David Green

David Green (Books) is the imprint under which I published booklets of my own poems. The original allocation of ISBN numbers is used up now, though. The 'Collected Poems' are now available as a pdf. The website is now what it has become, often more about music than books and not so often about poems. It will be about whatever suggests itself.

Monday, 16 January 2017

Top 6 Game for the Radio

Perhaps I should pitch my Top 6 feature to Radio 3 and see if my pension can be augmented with the rights to it.
The idea occured to me when bracing myself to find the Top 6 Buxtehude from the Opera Omnia.
As you will see, below, the discs there come in colour-coded categories- organ music, vocal works, harpsichord and chamber music. I thought it best to represent Buxtehude by allocating the six in an appropraite allocation of six pieces from the four categories.
With Buxtehude being best known as an organ composer, there should be two of those, and with one from the harpsichord discs and one chamber piece, that leaves two from the choral section. Or, does it. The chamber music is perhaps so little regarded and there is so much more choral work that perhaps one should go 2 organ, 3 choral, 1 harpsichord and leave the chamber music out, except my very favourite piece is a trio sonata. We will see, but it leads on to a panel game, or discussion, for 45 minutes, on a different composer each week that goes something like this.

One of the R3 presenters is the chairperson- Suzy Klein or Tom Service, say, and three guests are a conductor, a musician and an amateur enthusiast. Let's say the first show is on Beethoven and we can get Kirill Karabits, Tasmin Little and anybody but Alan Titchmarsh. It won't be long before Stephen Fry wants to be on but he can wait for Wagner so we'll have Johnny Sessions.
They first need to decide on how to allocate the six pieces.
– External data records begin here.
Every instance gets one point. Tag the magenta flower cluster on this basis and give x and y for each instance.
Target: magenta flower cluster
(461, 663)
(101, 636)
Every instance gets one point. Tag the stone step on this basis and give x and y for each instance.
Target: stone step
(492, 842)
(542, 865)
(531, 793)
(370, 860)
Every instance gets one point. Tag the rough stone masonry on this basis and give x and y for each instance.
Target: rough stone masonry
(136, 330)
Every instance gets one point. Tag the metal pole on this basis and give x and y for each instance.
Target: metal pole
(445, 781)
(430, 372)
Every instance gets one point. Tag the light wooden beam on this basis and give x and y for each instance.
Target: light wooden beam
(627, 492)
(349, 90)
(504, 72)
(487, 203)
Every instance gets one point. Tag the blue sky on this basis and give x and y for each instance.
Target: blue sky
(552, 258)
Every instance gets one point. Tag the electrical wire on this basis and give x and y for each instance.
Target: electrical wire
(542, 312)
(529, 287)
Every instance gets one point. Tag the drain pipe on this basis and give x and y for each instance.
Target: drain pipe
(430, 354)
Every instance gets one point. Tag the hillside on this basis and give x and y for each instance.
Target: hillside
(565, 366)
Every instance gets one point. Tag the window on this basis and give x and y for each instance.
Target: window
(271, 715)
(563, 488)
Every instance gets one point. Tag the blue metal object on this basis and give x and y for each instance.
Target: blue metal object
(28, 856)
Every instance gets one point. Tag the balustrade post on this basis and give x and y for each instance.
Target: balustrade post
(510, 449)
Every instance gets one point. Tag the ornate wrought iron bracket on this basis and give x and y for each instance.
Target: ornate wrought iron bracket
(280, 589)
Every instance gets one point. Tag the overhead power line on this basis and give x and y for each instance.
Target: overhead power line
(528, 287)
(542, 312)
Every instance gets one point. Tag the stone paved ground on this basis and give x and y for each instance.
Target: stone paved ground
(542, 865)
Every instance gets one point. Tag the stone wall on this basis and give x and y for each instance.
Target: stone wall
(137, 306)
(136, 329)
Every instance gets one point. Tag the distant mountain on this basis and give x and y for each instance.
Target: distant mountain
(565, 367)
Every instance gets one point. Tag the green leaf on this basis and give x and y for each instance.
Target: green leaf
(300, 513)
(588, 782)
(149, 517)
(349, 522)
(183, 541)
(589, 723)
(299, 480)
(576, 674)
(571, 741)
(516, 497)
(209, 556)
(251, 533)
Should it be 2 symphonies, 2 concertos, a choral piece and a string quartet.  
Ah, but, what about the piano sonatas. 
Well, I can't sacrifice either the Emperor concerto or the violin concerto.
So, we can't have Missa Solemnis or Fidelio, then. You've got to have a late quartet.
And no Diabelli Variations?
No, probably not. 
But we are going to need three symphonies.
And have nothing to represent Beethoven's choral music?
That'll be in the ninth symphony.
Okay.

So it's 3 symphonies, 2 concertos, a string quartet and a piano sonata until they realize that's 7 altogether. A symphony or a concerto has to go with it already implicitly agreed that Symphony no. 9 is playing an all-rounder role in two categories.

They do the relatively easy bit first by going for the Hammerklavier over the Moonlight or Appassionata sonatas. The Grosse Fuge is the chamber music.
Four choices remain from symphonies and concertos with Symphony no. 9 apparently given a bye.

So, we must have Fifth Symphony, Emperor Concerto and Violin Concerto.
And no Eroica? No Triple Concerto? 
I think the Violin Concerto has to go.
I'd like to make a case for the Seventh Symphony.
It's a bit late now.

And so on, with the radio audience making astute points via the website and saying things like they don't even want any Karajan recording of the ninth at the expense of Carlo Maria Giulini's Pastoral, and it's me that said that.
It is a sure-fire hit, bringing all the partisan acrimony of Question Time to the civilized sanctuary of Radio 3 in place of one of its interminable jazz programmes on Saturday tea-time.

And here's my Top 6 Beethoven, for the record,
Symphony no. 5
Symphony no. 6
Violin Concerto
Emperor Concerto
Moonlight Sonata
Grosse Fuge

because I'll misrepresent him and include no choral music at all, if only because it's not to Beethoven I go for singing.